Antarctic sea ice cover hits many record lows
Barring March and April, on all the other days of 2023, the sea ice extent has remained the lowest-ever recorded
On February 19, the extent of sea ice in Antarctica fell to the lowest level ever recorded. This is in continuation of the worrying trend where sea ice cover shrinks as global temperatures rise. Sea ice melts during Antarctica’s summer, which starts around October and ends in March, and then freezes again during the winter months.
Data show that in the last six years, the Antarctic sea ice cover has recorded major declines. The increased melting of sea ice leads to a rise in global sea levels, which poses a major threat to coastal cities. According to NASA, meltwater from Antarctic ice accounts for about one-third of the global average rise in sea level since 1993. Chart 1 shows the Antarctic sea ice extent in million square kilometres. Barring March and April, on all the other days of this year, the sea ice extent remained the lowest-ever recorded. For instance, the 8.73 million sq km of ice extent recorded on May 20 was the lowest-ever recorded on that date since 1950. On many days, the sea ice extent declined notably lower than the levels seen in 2022, the year which recorded the now second-lowest summer sea ice extent in Antarctica.
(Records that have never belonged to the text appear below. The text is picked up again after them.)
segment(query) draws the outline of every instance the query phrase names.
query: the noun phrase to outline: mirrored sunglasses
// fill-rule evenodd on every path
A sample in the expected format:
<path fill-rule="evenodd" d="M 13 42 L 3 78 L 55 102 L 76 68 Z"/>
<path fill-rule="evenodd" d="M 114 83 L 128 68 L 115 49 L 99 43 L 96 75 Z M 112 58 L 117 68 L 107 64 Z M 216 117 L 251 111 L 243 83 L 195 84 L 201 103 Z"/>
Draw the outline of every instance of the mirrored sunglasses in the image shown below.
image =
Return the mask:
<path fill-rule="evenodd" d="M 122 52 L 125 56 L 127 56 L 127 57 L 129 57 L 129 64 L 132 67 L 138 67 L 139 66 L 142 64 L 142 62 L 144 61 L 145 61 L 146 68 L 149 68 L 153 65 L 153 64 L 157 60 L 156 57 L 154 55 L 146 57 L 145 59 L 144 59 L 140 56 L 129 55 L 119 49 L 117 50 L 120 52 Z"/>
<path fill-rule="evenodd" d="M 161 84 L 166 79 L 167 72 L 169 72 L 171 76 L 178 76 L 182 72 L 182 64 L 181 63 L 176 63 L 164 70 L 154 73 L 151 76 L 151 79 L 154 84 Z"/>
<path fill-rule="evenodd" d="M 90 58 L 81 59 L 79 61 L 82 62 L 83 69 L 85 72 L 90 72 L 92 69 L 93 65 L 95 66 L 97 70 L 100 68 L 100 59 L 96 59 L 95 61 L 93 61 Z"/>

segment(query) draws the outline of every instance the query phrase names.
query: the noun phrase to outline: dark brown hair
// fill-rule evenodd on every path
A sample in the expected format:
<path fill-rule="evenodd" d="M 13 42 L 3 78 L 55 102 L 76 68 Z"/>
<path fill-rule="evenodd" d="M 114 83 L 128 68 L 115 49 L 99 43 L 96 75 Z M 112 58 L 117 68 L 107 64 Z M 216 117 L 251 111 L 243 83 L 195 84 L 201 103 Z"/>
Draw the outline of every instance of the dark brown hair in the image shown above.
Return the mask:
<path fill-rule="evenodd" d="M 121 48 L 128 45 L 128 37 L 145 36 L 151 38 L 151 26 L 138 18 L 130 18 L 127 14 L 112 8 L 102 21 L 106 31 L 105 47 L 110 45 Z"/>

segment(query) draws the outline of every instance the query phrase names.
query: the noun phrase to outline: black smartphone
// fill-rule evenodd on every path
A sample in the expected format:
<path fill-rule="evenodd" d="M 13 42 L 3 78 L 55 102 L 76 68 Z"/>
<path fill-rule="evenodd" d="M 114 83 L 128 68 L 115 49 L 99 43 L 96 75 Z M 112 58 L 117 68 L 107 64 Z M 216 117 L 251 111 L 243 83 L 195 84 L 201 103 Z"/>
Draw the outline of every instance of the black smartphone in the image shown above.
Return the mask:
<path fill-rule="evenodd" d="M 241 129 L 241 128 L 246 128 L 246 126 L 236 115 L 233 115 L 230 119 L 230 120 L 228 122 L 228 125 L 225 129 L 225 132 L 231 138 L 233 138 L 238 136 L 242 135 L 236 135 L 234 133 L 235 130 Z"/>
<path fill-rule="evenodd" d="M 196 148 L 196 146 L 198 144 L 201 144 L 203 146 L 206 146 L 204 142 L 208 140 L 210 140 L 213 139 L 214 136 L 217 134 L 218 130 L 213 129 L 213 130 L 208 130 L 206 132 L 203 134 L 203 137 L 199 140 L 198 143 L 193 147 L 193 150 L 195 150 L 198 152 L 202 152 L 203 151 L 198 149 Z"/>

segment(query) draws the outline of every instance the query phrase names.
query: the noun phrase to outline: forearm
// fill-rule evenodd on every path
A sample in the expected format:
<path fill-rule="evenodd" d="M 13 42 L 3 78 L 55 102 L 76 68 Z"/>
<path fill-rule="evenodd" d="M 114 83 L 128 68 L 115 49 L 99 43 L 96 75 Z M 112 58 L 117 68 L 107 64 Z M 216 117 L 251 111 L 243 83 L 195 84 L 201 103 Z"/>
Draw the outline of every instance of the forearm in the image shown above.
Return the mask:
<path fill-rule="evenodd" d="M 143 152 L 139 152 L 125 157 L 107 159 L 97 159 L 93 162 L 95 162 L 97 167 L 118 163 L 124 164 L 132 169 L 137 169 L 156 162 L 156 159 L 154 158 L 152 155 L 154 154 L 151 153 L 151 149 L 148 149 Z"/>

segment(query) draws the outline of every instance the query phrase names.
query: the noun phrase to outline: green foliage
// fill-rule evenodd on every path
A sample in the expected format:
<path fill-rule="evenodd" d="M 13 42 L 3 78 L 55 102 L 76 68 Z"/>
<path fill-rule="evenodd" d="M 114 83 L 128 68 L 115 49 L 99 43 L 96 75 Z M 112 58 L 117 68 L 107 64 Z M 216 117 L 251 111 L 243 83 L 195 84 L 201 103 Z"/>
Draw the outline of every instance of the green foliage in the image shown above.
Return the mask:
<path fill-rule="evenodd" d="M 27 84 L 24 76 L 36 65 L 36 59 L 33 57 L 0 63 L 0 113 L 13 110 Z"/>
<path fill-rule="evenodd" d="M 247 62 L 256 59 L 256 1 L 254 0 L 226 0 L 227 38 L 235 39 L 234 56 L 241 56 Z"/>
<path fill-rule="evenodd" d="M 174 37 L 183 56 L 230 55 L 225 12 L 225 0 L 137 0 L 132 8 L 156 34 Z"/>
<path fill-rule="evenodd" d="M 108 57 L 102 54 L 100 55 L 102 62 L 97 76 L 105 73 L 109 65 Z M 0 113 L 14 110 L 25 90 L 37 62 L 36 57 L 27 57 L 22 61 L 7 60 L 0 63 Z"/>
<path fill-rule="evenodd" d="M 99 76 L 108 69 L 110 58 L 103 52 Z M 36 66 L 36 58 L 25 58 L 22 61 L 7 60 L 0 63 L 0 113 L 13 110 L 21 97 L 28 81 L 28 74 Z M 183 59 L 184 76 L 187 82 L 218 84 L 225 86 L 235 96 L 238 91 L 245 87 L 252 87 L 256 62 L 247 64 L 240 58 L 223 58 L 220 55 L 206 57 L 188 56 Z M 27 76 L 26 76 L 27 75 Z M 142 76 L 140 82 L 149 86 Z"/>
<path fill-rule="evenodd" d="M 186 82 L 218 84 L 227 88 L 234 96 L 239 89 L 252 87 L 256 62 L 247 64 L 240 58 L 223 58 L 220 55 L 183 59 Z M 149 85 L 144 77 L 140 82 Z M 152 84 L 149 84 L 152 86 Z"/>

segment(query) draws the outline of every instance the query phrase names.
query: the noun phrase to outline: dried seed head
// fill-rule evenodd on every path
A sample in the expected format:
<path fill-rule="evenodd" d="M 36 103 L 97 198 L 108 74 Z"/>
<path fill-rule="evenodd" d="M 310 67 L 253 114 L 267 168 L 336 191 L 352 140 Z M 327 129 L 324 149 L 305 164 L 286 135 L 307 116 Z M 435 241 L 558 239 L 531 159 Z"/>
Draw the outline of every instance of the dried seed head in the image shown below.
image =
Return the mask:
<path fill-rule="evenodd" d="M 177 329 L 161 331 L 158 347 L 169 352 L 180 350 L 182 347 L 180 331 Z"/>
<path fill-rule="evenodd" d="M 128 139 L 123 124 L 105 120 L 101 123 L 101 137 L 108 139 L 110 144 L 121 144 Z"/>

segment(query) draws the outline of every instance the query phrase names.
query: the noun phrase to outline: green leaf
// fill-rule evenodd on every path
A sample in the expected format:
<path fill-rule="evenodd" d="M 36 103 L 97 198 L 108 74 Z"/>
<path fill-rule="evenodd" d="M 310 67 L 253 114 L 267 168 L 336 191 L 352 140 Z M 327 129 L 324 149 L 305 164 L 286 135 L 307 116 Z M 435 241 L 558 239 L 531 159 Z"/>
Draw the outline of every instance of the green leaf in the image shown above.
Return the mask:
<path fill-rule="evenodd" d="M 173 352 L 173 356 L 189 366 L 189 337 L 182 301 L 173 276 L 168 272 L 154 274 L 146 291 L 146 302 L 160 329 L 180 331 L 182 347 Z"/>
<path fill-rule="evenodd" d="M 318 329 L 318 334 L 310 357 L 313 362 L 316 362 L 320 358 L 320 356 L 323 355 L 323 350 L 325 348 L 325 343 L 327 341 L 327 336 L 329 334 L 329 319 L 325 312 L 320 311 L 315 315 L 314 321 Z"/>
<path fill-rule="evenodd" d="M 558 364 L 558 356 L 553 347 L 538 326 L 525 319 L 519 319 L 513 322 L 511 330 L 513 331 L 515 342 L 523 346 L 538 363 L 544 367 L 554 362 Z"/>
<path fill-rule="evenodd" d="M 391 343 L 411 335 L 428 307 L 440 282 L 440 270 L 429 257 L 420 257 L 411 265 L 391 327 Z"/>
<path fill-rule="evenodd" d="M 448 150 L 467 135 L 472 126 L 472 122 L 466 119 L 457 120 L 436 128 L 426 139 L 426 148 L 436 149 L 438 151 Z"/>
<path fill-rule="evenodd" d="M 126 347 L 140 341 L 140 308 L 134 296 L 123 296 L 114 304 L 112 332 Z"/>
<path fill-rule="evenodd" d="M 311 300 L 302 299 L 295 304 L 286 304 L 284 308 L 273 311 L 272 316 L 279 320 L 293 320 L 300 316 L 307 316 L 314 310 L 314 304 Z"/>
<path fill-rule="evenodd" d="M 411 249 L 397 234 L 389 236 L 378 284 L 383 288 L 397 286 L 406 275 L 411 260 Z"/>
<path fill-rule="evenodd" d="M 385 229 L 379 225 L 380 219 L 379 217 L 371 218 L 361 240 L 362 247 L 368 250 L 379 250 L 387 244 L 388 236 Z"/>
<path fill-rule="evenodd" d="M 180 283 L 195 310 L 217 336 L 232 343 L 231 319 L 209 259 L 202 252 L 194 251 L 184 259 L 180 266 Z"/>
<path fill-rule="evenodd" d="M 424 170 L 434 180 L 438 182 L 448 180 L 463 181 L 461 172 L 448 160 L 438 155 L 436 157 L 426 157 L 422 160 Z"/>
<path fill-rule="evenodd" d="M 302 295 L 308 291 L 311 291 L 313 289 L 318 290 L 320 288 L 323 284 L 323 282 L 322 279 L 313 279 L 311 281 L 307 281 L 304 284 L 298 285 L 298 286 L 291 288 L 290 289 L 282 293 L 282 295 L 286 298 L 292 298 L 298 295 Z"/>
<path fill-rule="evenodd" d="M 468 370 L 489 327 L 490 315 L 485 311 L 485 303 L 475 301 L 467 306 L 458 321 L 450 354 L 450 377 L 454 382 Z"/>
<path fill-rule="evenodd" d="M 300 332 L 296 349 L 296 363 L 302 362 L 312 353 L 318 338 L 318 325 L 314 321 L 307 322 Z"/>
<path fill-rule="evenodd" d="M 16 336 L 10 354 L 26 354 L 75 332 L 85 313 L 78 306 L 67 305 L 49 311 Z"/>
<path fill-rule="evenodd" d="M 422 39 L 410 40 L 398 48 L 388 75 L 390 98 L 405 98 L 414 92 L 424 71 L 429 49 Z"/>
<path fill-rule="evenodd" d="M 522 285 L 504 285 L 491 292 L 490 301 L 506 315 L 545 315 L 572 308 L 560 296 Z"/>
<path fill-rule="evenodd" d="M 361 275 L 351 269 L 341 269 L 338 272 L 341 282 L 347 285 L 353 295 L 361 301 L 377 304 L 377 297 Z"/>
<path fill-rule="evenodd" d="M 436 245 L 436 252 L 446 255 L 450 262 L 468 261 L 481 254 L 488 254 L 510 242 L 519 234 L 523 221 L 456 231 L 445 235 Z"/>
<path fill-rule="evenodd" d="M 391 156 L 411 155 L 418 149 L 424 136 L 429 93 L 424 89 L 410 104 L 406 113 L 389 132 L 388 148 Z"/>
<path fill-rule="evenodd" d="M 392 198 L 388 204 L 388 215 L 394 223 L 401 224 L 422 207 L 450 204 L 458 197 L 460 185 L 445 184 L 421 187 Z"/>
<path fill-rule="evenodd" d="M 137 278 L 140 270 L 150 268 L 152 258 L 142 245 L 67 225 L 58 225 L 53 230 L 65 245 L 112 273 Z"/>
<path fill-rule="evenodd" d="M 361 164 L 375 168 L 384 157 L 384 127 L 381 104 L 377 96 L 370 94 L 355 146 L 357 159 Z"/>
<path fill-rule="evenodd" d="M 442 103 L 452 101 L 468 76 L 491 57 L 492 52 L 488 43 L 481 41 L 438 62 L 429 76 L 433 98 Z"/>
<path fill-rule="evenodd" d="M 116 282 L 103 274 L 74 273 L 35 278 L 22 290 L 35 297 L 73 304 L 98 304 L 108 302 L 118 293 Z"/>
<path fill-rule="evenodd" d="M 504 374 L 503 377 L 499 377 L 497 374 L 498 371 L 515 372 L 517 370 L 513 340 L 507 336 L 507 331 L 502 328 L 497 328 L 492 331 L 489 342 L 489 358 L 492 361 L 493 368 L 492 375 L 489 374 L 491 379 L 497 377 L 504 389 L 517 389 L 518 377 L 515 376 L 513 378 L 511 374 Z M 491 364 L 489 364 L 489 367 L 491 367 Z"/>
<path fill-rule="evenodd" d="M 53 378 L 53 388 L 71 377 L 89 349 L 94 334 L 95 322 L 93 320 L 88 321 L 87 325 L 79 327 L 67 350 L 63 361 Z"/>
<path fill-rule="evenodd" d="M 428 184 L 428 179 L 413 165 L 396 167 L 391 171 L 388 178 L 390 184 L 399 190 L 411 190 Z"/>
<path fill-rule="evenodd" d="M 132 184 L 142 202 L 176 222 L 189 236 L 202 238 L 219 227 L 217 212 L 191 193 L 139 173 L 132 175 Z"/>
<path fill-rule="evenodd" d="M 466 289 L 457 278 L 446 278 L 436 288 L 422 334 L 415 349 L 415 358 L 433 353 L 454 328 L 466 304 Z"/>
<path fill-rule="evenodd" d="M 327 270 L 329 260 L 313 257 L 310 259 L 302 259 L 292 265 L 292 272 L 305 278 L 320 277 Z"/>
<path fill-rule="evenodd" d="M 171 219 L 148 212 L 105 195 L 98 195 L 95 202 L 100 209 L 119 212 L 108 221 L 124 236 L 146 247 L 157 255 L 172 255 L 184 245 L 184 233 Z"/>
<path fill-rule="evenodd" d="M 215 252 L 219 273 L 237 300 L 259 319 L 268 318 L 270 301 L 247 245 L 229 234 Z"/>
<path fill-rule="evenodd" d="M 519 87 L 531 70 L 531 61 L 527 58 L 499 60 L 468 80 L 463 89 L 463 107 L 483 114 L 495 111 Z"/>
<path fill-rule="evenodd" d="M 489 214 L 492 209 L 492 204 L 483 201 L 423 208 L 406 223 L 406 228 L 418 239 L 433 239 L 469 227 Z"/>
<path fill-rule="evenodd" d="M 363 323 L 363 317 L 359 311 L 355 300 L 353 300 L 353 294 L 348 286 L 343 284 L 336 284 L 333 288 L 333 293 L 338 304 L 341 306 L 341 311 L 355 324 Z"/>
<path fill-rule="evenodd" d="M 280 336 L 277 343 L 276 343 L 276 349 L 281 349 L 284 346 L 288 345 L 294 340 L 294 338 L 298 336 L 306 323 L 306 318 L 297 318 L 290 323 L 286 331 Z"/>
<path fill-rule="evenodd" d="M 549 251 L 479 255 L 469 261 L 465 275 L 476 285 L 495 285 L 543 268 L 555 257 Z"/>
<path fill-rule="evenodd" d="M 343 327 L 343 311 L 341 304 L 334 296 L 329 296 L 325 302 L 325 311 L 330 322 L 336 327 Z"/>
Such a drastic reduction in ice also changes the way in which water flows across the world, affecting global weather and underwater ecosystems. The Southern Ocean, according to a report by the the Intergovernmental Panel on Climate Change, is important for the transfer of heat from the atmosphere to the global oceans. Scientists say that the increase in cold, fresh water from the melted ice leads to a disruption in the way hot, cold, fresh and salty water is circulated across the globe. This change in temperature and density can subsequently affect weather patterns, and alter deep water nutrient flows. Beyond the underwater nutrients, algae that feed smaller crustaceans like krill, which feed whales, seals, penguins and other birds, are found growing on the sea ice. Diminishing sea ice means that less food is available to support the Antarctic food chain. Map 2 shows the Antarctic sea ice extent as of May 21, 2023. The white coloured portions are the sea ice extent as of May 21 and the boundary line points to the median sea ice extent between 1981 and 2010. The map shows that the current sea ice extent has shrunk considerably compared to the median.
With global temperatures rising, the Antarctic region saw higher air temperatures this year. Less sea ice also means that more of the sun’s heat, which would otherwise be reflected back, is absorbed by the darker coloured ocean. Heat is trapped in what is known as the ice-albedo feedback cycle.
Anomalies in Antarctica’s temperatures have been seen over the years. Chart 3 shows global temperature anomaly data of the Antarctic region. The graph plots the increase/decrease of temperature (in °C) in the region, in the month of April each year, compared to the 1910-2000 average. In 2023, the April temperature in the region was 0.93°C higher than the 1910-2000 average for that month — the second highest increase in the millenia.
While ice sheets melt every summer, the record-breaking drop seen this year is far greater than the minimum levels recorded in the past. Chart 4 shows the minimum Antarctic sea ice extent recorded every summer (in million sq km) since 1980. February 19, 2023, recorded 1.76 million sq km of Antarctic sea ice extent, the lowest-ever. Although ice does form again in the winter months, freshly formed ice is generally thinner than multi-year ice, which changes the overall surface area of Antarctica to a more fragile state.